Cluster sizing and scaling are two different but related considerations. Sizing is concerned with ensuring the cluster meets the workload requirements for storage and processing throughput. Scaling is concerned with growth of the cluster over time as capacity needs increase. Since Cloudera CDP Private Cloud Base is a parallel scale-out system, some sizing requirements can be addressed through scaling while others must be addressed through node level sizing.
Sizing and scaling of a CDP Private Cloud Base cluster are complex topics that require knowledge of the workloads. This section highlights the main considerations that are involved but does not provide detailed recommendations. Your Dell Technologies or authorized partner sales representative can help with detailed sizing calculations.
There are many parameters that are involved in cluster sizing. The primary parameters are:
- Storage capacity
- Storage capacity is usually the first parameter that is used to size a cluster. Calculating storage capacity is important and straightforward. However, storage capacity should be calculated while taking the other sizing parameters into account to maintain a balance between storage and processing capability.
- Data ingest volumes and growth rates
- Data ingest volume and growth rates each have multiple impacts on cluster sizing. Storage capacity should account for growth due to data ingest and growth of ingest volumes. Data ingest also impacts network utilization of the Edge and Cluster Data networks. The network bandwidth that is required for ingest, and the amount of ingest processing required, determine the number of Edge nodes that the cluster requires.

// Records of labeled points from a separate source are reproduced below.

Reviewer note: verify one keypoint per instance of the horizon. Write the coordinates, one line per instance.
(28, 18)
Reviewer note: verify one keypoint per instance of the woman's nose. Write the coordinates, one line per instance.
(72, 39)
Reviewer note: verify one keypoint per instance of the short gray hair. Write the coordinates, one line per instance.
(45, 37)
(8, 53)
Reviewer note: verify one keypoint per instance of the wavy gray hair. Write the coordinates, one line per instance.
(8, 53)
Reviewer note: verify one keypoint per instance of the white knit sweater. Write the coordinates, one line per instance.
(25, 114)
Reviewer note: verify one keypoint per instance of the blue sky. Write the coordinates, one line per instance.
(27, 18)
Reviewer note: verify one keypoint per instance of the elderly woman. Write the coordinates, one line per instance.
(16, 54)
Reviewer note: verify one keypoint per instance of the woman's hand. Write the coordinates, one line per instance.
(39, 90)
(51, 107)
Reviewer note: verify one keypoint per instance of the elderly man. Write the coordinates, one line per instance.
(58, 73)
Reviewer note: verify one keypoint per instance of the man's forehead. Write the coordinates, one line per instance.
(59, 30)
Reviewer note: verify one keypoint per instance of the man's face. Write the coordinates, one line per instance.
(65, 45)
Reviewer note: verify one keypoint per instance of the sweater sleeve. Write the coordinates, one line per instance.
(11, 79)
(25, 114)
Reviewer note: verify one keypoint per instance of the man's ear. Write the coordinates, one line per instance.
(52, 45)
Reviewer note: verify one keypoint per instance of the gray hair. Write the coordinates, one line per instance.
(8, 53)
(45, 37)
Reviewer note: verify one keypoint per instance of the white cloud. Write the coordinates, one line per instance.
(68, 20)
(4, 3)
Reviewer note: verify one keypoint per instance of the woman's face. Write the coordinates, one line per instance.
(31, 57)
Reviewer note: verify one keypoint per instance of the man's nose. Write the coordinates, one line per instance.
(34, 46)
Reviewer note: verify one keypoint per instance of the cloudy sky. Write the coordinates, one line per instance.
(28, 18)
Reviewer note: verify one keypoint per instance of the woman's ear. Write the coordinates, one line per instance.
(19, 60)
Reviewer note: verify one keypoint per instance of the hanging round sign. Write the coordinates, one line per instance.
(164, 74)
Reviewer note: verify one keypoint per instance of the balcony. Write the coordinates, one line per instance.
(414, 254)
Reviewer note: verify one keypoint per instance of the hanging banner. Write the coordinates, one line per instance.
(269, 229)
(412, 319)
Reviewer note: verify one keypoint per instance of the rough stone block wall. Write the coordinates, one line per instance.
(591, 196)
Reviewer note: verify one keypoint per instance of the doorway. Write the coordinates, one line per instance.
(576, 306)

- Memory and processor capacity
- Memory and processor requirements for jobs running on the cluster must be considered when sizing. Memory and processor capacity increases as nodes are added to the cluster. Workloads like HBase or Spark jobs with large memory requirements may impact sizing of individual nodes in addition to the overall size of the cluster.
- Service level agreements
- Production cluster sizing must meet any performance requirements that service level agreements (SLAs) specify. If there are critical path jobs that must meet a specific execution time or throughput, the cluster sizing and balance between compute and storage may have to be adjusted accordingly. Overall cluster throughput is as important as storage capacity, and often influences the number of nodes independent of the required storage capacity.